These large-scale oil on canvas paintings render the scenery around his Dartmouth home as if attendant to verisimilitude. In fact, each landscape is a fiction, a fantasy construct produced by the artist from memory, a pastiche of mood, light, and atmosphere. They are quiet, contemplative, and introspective paintings, that marshal a kind of hushed reverence from visitors.

Large in scale, Shattuck's artwork draws viewers into their detail and scenery, and invite them to bask in the stillness of a transient moment captured in time.

About the Artist
William Shattuck, born in 1950, was raised in the New York City area. Primarily self taught, he eventually studied painting. printing and drawing at The Art Students League and The School for Visual Arts, both in Manhattan. At an early age, he visited his uncle, Peter Shattuck in the mid 1950s at his studio inn Greenwich Village, on Thompson Street. He was his father's youngest brother, a painter, and inspiration.

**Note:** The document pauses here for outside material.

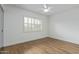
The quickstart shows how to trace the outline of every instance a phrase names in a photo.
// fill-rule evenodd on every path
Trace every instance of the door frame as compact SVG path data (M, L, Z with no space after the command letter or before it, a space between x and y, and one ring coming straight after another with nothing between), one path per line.
M0 4L0 8L1 8L1 11L2 11L2 17L1 17L1 26L2 26L2 29L1 29L1 32L2 32L2 39L1 39L1 41L2 41L2 44L1 44L1 51L3 51L4 49L3 49L3 47L4 47L4 9L3 9L3 5L2 4Z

"I thought, adults are actually allowed to do this? Painting and drawing?" -- Shattuck

From 1973 to 1980 he worked in New York City - first for The New York Daily News, then as a commercial artist for an advertising firm and as a freelance illustrator. It was during this time that he became fascinated with translating the written word into visual language.

Upon moving to Southeastern Massachusetts in 1980, where his wife Dorothy grew up, he began painting the beautiful wet lands and marshes of the area while still pursuing his fascination with more narrative work, primarily through highly rendered charcoal drawings.

Shattuck taught for two years at The College for Visual Arts at The University of Massachusetts Dartmouth. In 1993, he and writer, Deborah Kovacs, collaborated on the children's book, "Moonlight On The River," a story about his two sons published by Viking Penguin Books.

His work can be found in private and museum collections, including The DeCordova Museum in Lincoln, MA, as well as the print and drawing collection of The Wiggins Gallery at The Boston Public Library, and corporate collections.